### Import libraries and data

In [None]:
import pandas as pd
import csv
import re
import numpy as np
import matplotlib.pyplot as plt
import seaborn as sns

In [None]:
vols = pd.read_csv("volumes300.csv")
vols = vols.drop("Unnamed: 0", axis=1)

In [None]:
temps = pd.read_csv("temperatures300.csv")
temps = temps.drop("Unnamed: 0", axis=1)

In [None]:
unitformula = pd.read_csv("scaledformulae300.csv")
unitformula = unitformula.drop("Unnamed: 0", axis=1)

In [None]:
hoffX = pd.read_csv("hofmanndataframe.csv")
hoffX = hoffX.drop("Unnamed: 0", axis=1)
hoffy = pd.read_csv("hofmannvols.csv")
hoffy = hoffy.drop("Unnamed: 0", axis=1)

### Setting models

In [None]:
from sklearn import linear_model, svm, kernel_ridge, ensemble
from sklearn.ensemble import RandomForestRegressor
from sklearn.metrics import mean_squared_error
from sklearn.model_selection import train_test_split
from sklearn.model_selection import cross_val_score, cross_val_predict
from bokeh.plotting import figure, show, output_file

In [None]:
X_train, X_test, y_train, y_test = train_test_split(unitformula, vols, random_state=24)

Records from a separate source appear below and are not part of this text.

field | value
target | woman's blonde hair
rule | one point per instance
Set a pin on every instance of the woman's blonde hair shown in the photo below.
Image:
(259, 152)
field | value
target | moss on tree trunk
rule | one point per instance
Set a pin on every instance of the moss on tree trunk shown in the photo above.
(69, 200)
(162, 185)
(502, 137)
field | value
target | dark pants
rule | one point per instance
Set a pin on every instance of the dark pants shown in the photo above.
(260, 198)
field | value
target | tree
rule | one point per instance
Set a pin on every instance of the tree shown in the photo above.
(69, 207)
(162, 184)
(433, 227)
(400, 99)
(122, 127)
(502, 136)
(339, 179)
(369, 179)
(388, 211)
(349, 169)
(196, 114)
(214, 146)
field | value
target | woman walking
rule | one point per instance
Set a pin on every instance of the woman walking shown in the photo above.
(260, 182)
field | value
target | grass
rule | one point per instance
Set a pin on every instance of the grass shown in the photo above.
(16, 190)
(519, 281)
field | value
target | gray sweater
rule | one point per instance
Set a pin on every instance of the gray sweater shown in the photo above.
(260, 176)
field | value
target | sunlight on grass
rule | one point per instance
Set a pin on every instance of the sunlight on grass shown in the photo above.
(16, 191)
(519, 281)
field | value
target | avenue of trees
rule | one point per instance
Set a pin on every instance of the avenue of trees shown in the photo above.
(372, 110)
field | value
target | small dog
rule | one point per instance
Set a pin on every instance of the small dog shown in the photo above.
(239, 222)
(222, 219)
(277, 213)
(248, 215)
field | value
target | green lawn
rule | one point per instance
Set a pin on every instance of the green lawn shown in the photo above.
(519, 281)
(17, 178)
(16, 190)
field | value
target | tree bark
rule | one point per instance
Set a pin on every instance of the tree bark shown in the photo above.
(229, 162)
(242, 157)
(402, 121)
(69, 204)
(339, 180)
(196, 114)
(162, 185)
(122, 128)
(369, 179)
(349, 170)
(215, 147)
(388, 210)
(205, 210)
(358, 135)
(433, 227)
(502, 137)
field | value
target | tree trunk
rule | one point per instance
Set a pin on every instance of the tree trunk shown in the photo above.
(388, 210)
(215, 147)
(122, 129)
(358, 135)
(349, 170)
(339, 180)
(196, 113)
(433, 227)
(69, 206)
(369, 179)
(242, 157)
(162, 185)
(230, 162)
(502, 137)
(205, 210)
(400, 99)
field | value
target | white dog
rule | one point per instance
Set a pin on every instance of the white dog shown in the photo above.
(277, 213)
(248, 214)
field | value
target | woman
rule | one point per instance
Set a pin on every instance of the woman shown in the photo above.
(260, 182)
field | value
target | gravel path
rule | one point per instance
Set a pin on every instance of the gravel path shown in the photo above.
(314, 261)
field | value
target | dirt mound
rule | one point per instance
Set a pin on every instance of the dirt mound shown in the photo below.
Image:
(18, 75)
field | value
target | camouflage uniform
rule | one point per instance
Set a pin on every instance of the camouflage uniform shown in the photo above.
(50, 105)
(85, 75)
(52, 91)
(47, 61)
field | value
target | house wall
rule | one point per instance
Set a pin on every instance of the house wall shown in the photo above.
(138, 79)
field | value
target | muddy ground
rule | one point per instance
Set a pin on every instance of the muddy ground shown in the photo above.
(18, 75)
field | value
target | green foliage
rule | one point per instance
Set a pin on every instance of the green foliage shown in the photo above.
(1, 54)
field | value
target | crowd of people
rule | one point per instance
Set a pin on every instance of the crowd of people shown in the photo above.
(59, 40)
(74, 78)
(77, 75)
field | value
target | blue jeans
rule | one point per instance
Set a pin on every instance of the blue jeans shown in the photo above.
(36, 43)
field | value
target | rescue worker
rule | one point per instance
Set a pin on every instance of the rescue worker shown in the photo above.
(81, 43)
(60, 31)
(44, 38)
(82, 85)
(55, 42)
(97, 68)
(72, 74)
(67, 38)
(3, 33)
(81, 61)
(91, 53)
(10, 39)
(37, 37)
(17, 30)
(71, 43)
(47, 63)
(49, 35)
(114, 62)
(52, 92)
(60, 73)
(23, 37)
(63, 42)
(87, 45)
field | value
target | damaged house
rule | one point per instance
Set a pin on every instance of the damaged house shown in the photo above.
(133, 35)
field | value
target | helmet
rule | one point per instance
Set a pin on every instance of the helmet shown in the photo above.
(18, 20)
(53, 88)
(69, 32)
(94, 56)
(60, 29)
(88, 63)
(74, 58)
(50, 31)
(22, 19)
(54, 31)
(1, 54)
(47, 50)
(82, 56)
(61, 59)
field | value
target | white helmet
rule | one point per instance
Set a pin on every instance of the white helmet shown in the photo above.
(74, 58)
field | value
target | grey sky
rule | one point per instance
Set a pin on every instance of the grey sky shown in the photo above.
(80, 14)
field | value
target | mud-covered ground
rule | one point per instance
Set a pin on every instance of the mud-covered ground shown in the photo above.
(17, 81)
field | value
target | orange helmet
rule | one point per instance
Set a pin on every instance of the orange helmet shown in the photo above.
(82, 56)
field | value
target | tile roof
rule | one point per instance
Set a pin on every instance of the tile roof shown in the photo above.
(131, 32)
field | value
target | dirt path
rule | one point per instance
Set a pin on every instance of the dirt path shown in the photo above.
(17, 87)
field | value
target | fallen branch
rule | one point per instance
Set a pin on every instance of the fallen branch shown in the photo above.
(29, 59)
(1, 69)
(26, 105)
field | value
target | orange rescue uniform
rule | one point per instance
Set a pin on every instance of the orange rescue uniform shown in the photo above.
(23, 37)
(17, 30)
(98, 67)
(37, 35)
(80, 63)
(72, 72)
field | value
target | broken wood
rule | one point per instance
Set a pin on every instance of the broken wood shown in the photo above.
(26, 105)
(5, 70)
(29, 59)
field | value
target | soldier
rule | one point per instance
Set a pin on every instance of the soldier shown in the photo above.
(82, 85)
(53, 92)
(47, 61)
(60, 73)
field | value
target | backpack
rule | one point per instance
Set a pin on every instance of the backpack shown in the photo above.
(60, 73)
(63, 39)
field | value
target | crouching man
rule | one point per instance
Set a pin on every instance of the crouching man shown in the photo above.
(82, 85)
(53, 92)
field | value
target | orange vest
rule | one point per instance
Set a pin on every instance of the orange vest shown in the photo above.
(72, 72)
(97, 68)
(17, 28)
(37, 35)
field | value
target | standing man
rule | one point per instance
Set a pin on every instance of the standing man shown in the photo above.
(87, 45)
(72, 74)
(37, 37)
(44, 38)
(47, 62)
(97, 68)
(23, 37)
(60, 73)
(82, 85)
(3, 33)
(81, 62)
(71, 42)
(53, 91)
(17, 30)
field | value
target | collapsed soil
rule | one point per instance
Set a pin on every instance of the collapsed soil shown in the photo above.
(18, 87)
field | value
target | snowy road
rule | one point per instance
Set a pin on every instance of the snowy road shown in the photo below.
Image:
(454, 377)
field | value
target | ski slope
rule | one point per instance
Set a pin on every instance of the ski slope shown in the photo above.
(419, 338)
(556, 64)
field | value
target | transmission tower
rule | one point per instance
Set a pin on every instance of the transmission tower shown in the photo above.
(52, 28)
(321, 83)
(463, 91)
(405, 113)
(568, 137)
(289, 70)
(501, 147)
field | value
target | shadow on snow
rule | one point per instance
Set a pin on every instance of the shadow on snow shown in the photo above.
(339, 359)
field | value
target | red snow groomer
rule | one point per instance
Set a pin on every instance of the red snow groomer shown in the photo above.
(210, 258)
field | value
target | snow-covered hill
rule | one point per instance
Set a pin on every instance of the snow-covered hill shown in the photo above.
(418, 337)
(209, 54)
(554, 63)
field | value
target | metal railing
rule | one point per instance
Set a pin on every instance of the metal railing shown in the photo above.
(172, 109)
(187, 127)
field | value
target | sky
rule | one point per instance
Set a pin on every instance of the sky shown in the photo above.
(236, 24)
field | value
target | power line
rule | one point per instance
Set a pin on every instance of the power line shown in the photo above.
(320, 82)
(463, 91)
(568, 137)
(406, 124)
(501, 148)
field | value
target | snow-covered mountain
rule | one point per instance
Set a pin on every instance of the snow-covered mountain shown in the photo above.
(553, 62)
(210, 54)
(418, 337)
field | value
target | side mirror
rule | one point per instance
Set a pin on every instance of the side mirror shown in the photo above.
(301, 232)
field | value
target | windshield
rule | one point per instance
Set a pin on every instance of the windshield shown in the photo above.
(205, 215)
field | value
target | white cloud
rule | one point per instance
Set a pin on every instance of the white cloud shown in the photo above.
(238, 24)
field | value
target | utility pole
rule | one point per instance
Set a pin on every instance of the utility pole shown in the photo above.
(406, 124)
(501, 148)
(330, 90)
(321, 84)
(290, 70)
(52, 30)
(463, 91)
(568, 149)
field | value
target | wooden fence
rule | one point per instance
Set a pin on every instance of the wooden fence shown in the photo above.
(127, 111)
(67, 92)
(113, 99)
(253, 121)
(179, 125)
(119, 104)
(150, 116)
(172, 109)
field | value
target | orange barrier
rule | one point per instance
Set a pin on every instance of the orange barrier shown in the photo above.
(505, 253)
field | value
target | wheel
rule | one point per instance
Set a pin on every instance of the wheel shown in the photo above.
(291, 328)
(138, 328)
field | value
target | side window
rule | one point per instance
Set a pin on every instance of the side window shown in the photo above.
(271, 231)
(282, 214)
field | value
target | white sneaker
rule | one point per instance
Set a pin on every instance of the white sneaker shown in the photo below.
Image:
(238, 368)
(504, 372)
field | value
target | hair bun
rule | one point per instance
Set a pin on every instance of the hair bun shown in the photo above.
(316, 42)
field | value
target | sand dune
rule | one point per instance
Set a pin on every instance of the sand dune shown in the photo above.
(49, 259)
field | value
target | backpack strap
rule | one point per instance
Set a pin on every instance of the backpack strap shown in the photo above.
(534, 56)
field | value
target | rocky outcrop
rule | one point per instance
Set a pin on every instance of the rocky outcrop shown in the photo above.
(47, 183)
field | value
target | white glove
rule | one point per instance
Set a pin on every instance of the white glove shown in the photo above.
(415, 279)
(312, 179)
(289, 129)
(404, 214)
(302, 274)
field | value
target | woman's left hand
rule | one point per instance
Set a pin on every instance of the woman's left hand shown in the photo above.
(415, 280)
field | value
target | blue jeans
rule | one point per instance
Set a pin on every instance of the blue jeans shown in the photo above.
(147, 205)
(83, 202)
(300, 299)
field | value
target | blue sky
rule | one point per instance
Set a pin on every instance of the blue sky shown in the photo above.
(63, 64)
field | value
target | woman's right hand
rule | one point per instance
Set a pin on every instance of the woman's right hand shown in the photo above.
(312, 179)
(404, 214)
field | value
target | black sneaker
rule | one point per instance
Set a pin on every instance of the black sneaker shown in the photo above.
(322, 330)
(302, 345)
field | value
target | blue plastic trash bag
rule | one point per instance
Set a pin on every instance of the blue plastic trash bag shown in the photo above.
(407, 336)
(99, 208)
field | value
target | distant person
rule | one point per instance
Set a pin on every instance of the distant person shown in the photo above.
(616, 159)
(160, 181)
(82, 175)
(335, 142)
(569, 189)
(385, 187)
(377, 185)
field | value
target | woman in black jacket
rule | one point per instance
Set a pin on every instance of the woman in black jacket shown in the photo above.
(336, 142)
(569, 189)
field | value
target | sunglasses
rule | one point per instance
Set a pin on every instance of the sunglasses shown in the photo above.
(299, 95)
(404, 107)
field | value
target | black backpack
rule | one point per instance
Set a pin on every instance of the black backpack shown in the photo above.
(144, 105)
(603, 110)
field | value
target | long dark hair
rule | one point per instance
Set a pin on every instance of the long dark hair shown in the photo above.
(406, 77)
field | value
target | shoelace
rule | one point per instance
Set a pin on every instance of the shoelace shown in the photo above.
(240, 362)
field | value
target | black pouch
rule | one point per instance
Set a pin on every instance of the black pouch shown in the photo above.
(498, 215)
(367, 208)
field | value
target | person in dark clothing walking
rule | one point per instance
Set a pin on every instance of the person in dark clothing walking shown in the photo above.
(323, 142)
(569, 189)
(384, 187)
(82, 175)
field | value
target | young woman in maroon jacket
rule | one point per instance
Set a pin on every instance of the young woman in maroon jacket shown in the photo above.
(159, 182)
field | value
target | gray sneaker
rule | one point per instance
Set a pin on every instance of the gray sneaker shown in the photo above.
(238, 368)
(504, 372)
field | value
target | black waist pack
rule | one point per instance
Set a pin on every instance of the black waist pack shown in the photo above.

### Comparison methods functions

In [None]:
def getcosine(estimator, X, y):
    pred = estimator.predict(X)
    cossimi = 1 - distance.cosine(pred,y)
    return cossimi
def getbray(estimator, X, y):
    pred = estimator.predict(X)
    bray = 1 - distance.braycurtis(pred, y)
    return bray
def getcanb(estimator, X, y):
    pred = estimator.predict(X)
    canb = distance.canberra(pred, y)
    return canb
def getcorr(estimator, X, y):
    pred = estimator.predict(X)
    corr = distance.correlation(pred, y)
    return corr

The comparison methods seen previously have been cleaned up and made into separate functions so they can be called from each loop below.

### Calculations

In [None]:
reg2 = linear_model.LinearRegression(fit_intercept=False)
reg2.fit(hoffX,hoffy)
hoffpred = reg2.predict(unitformula)

The previous mistake has been resolved; now the Hofmann values are read and fit to a simple linear model so that each element is given its predetermined volume value.
Thereafter a prediction of the volumes is made by using the predict function, and predicting based off the unit formulas.

In [None]:
hoffpredDF = pd.DataFrame(hoffpred)
hoffpredDF.hist(bins=1000)
axes = plt.gca()
axes.set_xlim([0,30000])
plt.ylabel("Number of entries")
plt.xlabel("Volume")
#plt.set_title("Volume of entries")
plt.show()

The predictions can then be graphically seen in a histogram, to see which range of volumes were the most predicted, the max etc.

In [None]:
print reg2.score(unitformula,vols)

The Hofmann prediction is scored against the actual volumes and this result is seen to be poor.

In [None]:
hoffCV= cross_val_score(reg2,hoffX,hoffy, cv=5)
print hoffCV.mean(), hoffCV.std()

Here it is scored again but using cross validation (5 times).

In [None]:
hoffcvcosine = cross_val_score(reg2, unitformula, vols, cv=5, scoring=getcosine)
hoffcvbray = cross_val_score(reg2, unitformula, vols, cv=5, scoring=getbray)
hoffcvcanb = cross_val_score(reg2, unitformula, vols, cv=5, scoring=getcanb)
hoffcvcorr = cross_val_score(reg2, unitformula, vols, cv=5, scoring=getcorr)
print hoffcvcosine.mean() , hoffcvcosine.std(),hoffcvcosine
print "\n", hoffcvbray.mean(), hoffcvbray.std(), hoffcvbray
print "\n", hoffcvcanb.mean(), hoffcvcanb.std(),hoffcvcanb
print "\n", hoffcvcorr.mean(), hoffcvcorr.std(), hoffcvcorr

The similarity of the Hofmann predictions vs. the actual volumes is calculated using each of the functions above; these results are cross validated 5 times and the mean score and standard deviations are outputted

In [None]:
regHub = linear_model.HuberRegressor(alpha=0.0005)
hubcosine = cross_val_score(regHub, unitformula, vols, cv=5, scoring=getcosine)
hubbray = cross_val_score(regHub, unitformula, vols, cv=5, scoring=getbray)
hubcanb = cross_val_score(regHub, unitformula, vols, cv=5, scoring=getcanb)
hubcorr = cross_val_score(regHub, unitformula, vols, cv=5, scoring=getcorr)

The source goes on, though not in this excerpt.